Plusieurs ONG de défense des droits humains ont documenté de nombreuses exactions commises, selon elles, par les Forces Armées Maliennes et leurs supplétifs russes de Wagner. Elles espèrent que les autorités maliennes donneront des garanties pour la protection des civils, alors que la Mission de maintien de la paix de l’ONU au Mali (MINUSMA) est en train de plier bagage. 

« Depuis l’arrivée des militaires au pouvoir, il y a eu des tentatives d’empêcher l’ONU ou d’autres organisations de documenter les violations des droits humains, ou alors de renouveler le mandat de la MINUSMA mais sans prérogatives concernant ces droits, affirme Samira Daoud, directrice Afrique de l’ouest et du centre chez Amnesty International. Avec le départ de la MINUSMA, nous sommes très préoccupés, car la Mission avait un accès privilégié à certaines zones et victimes directement affectées par les groupes armés d’une part, mais aussi par les FAMa et leurs alliés russes d’autre part, notamment à Moura. »

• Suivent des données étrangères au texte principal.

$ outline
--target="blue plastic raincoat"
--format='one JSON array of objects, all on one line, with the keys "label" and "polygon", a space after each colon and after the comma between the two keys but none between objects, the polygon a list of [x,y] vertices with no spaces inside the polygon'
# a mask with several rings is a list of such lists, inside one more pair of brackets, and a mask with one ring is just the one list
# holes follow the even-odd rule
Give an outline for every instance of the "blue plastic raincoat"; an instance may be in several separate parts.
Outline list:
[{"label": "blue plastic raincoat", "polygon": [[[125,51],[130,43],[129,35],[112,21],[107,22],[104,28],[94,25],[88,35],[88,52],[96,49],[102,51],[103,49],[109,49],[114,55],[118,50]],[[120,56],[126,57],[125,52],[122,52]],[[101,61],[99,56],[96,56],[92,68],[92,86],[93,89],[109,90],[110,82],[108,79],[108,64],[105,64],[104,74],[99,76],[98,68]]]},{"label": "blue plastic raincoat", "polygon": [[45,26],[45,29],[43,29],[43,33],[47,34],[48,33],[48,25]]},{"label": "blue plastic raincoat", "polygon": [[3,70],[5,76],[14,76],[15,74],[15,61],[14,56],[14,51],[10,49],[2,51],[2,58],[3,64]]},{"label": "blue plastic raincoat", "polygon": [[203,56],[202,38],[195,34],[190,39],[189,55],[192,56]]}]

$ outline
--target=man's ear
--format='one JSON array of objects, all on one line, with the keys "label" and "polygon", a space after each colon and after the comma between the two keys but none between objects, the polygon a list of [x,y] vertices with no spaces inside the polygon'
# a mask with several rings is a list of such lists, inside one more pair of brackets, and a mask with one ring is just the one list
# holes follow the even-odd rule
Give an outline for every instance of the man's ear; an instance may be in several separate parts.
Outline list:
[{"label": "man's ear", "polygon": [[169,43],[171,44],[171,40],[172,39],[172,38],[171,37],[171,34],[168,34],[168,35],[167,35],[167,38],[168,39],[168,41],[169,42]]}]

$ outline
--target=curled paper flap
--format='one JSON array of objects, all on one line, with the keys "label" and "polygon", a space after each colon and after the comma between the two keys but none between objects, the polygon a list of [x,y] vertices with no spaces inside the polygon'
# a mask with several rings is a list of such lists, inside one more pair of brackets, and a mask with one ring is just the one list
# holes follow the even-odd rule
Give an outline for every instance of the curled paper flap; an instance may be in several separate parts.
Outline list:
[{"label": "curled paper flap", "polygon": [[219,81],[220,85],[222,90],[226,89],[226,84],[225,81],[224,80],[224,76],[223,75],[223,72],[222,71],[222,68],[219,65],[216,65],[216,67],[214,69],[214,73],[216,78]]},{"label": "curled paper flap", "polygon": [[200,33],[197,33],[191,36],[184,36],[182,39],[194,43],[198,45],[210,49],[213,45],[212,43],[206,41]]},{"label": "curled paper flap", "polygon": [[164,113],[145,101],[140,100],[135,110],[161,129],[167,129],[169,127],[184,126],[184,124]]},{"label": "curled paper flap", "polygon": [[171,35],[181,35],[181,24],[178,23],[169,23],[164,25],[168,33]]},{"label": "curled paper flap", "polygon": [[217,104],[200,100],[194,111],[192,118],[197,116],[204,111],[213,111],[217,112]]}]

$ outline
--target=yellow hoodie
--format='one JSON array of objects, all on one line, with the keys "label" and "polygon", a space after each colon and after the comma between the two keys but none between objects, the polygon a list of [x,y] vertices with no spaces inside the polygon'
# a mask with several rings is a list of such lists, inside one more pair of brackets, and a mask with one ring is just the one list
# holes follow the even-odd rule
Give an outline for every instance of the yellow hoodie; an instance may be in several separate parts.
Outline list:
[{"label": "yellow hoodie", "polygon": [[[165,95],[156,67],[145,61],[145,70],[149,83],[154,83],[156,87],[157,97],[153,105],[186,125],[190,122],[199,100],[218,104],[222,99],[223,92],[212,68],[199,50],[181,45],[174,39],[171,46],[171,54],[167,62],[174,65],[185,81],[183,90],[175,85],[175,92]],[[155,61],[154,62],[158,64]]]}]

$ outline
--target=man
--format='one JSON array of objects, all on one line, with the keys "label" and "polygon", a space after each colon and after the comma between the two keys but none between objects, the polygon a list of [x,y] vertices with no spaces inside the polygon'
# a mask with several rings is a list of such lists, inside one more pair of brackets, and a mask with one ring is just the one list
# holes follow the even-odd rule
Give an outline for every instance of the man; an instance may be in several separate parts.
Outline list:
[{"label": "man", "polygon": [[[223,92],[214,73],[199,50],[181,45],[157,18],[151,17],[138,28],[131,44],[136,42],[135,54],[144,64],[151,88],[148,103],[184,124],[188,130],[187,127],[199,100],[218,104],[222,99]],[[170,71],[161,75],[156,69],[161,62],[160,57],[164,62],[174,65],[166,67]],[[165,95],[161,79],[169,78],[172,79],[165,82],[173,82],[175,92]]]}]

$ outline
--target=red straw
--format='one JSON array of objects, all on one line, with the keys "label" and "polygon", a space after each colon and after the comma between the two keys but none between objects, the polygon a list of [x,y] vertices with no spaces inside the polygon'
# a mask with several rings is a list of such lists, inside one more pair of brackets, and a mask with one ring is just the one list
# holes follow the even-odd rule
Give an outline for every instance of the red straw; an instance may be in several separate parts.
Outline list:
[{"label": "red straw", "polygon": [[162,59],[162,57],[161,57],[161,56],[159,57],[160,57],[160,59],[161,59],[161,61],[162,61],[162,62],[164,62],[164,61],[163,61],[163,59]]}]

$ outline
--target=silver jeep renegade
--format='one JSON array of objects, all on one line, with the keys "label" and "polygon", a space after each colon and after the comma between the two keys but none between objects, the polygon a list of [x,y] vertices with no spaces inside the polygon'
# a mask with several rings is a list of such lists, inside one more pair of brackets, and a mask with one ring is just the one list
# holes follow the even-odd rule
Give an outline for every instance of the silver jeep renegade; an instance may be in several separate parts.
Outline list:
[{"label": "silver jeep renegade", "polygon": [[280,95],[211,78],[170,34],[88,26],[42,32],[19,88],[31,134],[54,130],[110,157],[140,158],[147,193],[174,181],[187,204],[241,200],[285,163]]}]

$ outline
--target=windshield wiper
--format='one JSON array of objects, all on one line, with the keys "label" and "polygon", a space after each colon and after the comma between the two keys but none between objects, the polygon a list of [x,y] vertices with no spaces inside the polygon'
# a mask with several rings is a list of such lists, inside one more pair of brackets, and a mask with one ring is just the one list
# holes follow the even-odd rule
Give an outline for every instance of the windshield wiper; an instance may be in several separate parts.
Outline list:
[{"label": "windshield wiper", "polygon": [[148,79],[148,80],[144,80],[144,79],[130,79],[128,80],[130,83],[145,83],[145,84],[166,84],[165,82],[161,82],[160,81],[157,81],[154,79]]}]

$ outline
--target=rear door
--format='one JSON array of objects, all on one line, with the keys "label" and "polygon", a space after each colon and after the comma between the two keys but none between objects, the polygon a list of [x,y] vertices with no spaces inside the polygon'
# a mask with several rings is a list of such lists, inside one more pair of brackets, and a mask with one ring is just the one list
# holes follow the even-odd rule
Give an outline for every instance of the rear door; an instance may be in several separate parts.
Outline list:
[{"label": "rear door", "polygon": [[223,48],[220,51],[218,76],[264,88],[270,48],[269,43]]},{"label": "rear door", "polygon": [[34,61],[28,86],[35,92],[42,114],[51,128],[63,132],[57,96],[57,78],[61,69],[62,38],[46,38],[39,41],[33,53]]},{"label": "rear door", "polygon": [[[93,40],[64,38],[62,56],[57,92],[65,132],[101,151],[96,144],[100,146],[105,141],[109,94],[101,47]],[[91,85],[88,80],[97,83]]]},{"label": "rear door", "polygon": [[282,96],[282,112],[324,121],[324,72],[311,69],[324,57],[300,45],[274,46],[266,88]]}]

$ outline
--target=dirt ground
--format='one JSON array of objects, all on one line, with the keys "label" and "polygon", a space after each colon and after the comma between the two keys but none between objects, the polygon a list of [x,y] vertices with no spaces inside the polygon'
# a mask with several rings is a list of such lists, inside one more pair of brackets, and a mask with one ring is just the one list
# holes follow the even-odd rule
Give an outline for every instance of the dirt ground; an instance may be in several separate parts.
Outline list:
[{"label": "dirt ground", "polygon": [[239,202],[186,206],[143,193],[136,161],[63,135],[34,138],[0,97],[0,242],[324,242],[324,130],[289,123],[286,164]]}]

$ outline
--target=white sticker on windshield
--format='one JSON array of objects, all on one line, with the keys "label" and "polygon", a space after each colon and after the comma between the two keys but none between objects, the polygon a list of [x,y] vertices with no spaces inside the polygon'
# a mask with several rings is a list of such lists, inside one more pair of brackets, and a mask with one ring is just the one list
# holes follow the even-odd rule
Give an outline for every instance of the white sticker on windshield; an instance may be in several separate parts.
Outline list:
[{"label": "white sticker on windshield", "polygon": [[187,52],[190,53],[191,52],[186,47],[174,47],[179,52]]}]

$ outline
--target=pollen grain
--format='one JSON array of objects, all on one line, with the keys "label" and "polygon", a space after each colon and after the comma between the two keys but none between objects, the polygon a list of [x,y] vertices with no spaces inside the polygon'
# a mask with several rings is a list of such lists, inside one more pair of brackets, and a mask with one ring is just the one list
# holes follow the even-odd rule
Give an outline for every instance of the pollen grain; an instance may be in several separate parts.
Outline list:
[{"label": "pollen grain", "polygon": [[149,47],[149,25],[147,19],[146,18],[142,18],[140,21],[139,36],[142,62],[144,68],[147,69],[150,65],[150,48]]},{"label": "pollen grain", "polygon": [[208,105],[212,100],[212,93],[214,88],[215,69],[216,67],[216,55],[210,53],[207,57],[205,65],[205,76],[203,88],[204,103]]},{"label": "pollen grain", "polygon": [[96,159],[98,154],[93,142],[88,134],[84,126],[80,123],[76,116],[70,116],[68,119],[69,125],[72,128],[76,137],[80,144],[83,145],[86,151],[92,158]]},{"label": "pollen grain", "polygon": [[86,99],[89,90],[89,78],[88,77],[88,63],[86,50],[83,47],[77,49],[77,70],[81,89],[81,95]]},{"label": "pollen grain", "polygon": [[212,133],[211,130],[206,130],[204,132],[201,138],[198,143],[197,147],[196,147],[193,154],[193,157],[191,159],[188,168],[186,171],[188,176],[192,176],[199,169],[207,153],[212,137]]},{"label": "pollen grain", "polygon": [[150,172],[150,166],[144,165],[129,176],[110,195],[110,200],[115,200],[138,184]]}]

L’année dernière pour le Mali, c’était le colonel Abdoulaye Maïga, alors Premier ministre intérimaire, qui avait assuré l’exercice avec un discours particulièrement belliqueux contre des dirigeants africains et surtout contre la France.

Un problème : l’exercice du pouvoir des Transitions 

Pour le cas malien ou celui du Burkina Faso, qui a connu deux coups d’État en seulement huit mois, le politologue Amadou Sadjo Barry estime que le problème central reste celui de l’exercice même du pouvoir : « Quand on analyse la manière dont les autorités de transition conçoivent le rapport au pouvoir politique et à la gouvernance sécuritaire, on se rend compte que l’on est dans une forme de continuité et de réappropriation des pratiques qui ont miné ces pays. Il faut mettre ces juntes face à leurs contradictions, car ces manières de faire n’ont rien à voir avec des considérations géopolitiques. Ce n’est pas à l’ONU que se règleront les problèmes de transition au Sahel. Est-ce au colonel Assimi Goïta et ses amis de décider quoi faire ? Ou est-ce aux Maliens de s’entendre pour concevoir une société multiculturelle sur les plans politique et institutionnel ? Et ce n’est pas par un discours souverainiste réchauffé que l’on va répondre à ces questions fondamentales pour nos sociétés. »

Sur le Burkina Faso, actuellement commandé par le jeune capitaine Ibrahim Traoré, Amnesty espère également que le représentant du pays sahélien livrera des garanties sur la restauration des libertés fondamentales, profondément malmenées depuis le coup d’état du 30 septembre 2022.